Download or read book Networks of Empire written by Kerry Ward and published by Cambridge University Press. This book was released on 2009 with total page 359 pages. Available in PDF, EPUB and Kindle. Book excerpt: In this book, Ward examines the Dutch East India Company's control of migration as an expression of imperial power.
Download or read book Convicts written by Clare Anderson and published by Cambridge University Press. This book was released on 2022-01-13 with total page 493 pages. Available in PDF, EPUB and Kindle. Book excerpt: Clare Anderson provides a radical new reading of histories of empire and nation, showing that the history of punishment is not connected solely to the emergence of prisons and penitentiaries, but to histories of governance, occupation, and global connections across the world. Exploring punitive mobility to islands, colonies, and remote inland and border regions over a period of five centuries, she proposes a close and enduring connection between punishment, governance, repression, and nation and empire building, and reveals how states, imperial powers, and trading companies used convicts to satisfy various geo-political and social ambitions. Punitive mobility became intertwined with other forms of labour bondage, including enslavement, with convicts a key source of unfree labour that could be used to occupy territories. Far from passive subjects, however, convicts manifested their agency in various forms, including the extension of political ideology and cultural transfer, and vital contributions to contemporary knowledge production.

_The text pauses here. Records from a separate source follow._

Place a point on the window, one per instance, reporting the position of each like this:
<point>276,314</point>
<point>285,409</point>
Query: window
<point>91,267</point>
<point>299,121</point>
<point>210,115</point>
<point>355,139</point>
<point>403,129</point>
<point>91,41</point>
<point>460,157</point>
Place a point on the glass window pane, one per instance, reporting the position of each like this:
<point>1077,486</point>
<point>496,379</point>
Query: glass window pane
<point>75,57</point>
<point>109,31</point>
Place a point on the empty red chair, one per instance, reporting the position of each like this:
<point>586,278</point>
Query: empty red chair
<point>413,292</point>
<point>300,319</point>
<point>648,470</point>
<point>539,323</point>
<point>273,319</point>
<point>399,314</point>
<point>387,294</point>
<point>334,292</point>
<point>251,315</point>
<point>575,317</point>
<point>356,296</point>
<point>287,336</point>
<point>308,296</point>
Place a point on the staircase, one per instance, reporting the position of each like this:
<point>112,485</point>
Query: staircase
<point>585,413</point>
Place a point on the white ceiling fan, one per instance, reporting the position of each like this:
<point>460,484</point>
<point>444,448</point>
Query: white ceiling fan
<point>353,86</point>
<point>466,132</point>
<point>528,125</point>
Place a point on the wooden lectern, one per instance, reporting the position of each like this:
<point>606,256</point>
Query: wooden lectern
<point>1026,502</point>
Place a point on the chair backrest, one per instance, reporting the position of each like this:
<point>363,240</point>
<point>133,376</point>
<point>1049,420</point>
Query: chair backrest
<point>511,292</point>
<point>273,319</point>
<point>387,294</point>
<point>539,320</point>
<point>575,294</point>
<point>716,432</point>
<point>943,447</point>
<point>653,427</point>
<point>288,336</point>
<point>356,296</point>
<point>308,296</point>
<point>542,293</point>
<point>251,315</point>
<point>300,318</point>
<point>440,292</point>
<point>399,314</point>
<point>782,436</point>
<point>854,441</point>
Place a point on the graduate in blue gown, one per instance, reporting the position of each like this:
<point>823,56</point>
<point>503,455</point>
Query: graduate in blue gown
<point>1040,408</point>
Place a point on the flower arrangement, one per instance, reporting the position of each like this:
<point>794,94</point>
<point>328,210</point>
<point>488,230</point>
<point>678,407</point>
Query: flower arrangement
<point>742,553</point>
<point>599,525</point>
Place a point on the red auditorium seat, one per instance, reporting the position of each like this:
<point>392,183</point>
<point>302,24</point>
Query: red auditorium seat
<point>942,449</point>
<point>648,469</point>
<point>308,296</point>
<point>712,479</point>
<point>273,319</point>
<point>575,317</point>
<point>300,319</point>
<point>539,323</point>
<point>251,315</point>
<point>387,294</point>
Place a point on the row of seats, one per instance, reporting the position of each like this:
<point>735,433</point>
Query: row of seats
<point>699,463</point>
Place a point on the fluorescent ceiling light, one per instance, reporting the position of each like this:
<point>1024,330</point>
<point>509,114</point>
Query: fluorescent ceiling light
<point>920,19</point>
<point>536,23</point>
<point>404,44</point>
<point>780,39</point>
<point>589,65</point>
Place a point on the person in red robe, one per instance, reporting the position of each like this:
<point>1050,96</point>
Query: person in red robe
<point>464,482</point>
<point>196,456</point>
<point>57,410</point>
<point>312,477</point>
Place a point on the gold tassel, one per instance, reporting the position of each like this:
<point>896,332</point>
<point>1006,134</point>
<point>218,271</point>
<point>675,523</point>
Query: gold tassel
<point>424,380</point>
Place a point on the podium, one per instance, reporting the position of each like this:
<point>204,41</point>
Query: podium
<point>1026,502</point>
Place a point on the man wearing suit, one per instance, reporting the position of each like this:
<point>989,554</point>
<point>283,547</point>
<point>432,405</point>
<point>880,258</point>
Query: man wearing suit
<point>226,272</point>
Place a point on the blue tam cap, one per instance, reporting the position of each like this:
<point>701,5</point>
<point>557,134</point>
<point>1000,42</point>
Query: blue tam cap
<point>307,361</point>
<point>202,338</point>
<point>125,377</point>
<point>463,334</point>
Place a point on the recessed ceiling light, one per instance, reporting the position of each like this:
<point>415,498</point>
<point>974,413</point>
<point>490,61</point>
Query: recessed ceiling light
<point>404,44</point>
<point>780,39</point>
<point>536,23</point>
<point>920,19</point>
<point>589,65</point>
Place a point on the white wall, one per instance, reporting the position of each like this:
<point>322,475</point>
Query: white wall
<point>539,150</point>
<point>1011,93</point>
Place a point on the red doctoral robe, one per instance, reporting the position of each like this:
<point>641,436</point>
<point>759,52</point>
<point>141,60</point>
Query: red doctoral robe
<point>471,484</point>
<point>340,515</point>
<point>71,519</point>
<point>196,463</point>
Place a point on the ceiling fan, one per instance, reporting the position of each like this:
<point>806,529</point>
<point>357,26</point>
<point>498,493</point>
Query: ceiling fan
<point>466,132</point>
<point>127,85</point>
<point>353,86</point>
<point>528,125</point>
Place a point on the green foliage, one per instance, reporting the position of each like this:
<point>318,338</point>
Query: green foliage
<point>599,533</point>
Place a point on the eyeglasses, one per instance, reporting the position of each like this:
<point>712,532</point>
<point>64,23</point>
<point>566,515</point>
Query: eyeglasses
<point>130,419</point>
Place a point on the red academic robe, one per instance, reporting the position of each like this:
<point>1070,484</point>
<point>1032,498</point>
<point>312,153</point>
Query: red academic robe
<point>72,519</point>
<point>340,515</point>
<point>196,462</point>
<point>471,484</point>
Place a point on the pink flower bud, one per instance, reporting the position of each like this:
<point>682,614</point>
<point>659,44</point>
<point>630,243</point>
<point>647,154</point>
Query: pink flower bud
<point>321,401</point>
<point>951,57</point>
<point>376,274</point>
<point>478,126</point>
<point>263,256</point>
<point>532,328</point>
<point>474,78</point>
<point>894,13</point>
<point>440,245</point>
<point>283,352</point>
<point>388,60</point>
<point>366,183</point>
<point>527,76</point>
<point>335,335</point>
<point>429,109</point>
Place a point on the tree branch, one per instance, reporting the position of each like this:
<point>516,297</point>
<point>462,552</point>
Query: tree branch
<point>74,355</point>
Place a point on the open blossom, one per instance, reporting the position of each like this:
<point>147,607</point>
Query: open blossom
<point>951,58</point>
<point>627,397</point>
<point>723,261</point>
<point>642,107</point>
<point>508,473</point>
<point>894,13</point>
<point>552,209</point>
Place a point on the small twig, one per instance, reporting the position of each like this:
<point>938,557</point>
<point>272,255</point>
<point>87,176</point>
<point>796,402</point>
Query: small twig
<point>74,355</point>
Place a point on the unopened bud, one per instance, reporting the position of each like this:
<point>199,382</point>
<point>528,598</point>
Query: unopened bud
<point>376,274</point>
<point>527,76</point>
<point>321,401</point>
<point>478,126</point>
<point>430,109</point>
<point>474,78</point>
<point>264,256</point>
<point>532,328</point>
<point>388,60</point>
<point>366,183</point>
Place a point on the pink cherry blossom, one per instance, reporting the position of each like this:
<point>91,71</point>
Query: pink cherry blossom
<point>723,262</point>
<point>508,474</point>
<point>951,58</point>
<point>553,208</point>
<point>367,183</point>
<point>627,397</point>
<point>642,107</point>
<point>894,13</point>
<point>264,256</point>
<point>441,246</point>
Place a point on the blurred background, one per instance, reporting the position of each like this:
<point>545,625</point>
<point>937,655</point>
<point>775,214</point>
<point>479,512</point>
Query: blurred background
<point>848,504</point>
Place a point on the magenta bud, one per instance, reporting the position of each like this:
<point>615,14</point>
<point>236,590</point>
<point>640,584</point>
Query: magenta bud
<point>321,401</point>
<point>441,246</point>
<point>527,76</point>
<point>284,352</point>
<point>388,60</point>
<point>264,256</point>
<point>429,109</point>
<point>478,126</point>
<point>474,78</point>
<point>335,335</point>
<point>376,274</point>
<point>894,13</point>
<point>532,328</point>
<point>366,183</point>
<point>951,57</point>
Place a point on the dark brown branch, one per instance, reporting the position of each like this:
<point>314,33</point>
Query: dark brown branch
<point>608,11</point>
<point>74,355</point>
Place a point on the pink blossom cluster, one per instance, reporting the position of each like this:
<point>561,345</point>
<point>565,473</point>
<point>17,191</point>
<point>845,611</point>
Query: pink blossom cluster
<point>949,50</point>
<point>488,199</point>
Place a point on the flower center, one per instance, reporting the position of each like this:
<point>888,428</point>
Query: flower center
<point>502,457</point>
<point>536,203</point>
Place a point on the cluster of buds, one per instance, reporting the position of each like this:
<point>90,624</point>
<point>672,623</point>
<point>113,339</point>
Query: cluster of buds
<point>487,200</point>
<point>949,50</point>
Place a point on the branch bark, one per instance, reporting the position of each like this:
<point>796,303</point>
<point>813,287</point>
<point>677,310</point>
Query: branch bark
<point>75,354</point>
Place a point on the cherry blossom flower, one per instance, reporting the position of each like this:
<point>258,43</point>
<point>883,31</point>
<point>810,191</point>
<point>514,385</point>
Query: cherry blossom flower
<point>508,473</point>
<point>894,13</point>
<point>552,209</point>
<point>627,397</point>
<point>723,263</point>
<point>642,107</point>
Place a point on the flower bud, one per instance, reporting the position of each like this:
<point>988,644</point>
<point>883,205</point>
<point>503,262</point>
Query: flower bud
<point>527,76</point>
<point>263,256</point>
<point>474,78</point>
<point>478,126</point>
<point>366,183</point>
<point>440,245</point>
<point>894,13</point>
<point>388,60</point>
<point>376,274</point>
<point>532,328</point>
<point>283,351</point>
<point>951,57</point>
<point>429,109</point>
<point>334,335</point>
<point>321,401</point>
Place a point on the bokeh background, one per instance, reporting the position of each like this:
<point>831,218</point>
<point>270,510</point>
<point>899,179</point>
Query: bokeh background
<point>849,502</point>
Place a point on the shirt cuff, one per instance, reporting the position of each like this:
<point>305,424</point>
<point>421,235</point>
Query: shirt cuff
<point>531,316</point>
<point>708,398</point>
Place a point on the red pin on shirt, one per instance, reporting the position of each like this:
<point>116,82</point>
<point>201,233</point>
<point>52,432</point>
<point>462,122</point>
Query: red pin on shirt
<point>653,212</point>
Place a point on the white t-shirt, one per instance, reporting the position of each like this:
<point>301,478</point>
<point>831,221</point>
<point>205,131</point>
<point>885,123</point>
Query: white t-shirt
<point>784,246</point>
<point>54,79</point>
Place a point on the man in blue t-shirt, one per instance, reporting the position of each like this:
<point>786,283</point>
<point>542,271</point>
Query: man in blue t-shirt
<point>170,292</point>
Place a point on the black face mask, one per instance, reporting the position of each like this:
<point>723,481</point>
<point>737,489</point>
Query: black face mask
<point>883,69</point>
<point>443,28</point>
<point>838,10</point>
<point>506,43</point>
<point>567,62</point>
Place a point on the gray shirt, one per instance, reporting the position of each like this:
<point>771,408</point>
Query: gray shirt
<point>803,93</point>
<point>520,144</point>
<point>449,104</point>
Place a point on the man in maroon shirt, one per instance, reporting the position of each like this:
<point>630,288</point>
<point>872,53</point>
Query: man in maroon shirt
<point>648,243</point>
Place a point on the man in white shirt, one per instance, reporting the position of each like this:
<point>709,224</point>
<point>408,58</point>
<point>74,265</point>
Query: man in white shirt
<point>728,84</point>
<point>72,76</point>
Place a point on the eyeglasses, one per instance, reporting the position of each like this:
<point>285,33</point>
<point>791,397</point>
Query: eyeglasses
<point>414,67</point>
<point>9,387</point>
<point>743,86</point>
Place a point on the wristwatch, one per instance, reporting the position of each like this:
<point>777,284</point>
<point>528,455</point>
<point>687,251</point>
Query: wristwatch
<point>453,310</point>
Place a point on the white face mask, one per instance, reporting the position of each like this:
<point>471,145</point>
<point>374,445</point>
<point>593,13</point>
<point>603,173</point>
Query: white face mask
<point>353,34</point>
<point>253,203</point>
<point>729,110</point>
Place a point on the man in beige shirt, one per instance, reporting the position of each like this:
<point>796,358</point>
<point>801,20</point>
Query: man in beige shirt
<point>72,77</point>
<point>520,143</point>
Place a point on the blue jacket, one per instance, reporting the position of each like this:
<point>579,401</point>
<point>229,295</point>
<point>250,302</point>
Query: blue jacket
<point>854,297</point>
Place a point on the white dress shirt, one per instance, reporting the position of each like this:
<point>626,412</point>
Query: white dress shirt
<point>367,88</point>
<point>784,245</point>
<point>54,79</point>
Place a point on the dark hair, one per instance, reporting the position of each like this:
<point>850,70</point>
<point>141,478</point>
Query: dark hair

Download or read book The Legacy of Indian Indenture written by Maurits S. Hassankhan and published by Taylor & Francis. This book was released on 2016-11-10 with total page 306 pages. Available in PDF, EPUB and Kindle. Book excerpt: This book is the second publication originating from the conference Legacy of Slavery and Indentured Labour: Past, present and future, which was organised in June 2013, by the Institute of Graduate Studies and Research (IGSR), Anton de Kom University of Suriname. Please note: Taylor & Francis does not sell or distribute the Hardback in India, Pakistan, Nepal, Bhutan, Bangladesh and Sri Lanka
Download or read book Mutiny and Maritime Radicalism in the Age of Revolution written by Clare Anderson and published by Cambridge University Press. This book was released on 2013-12-19 with total page 289 pages. Available in PDF, EPUB and Kindle. Book excerpt: This volume explores mutiny and maritime radicalism in its full geographic extent during the Age of Revolution.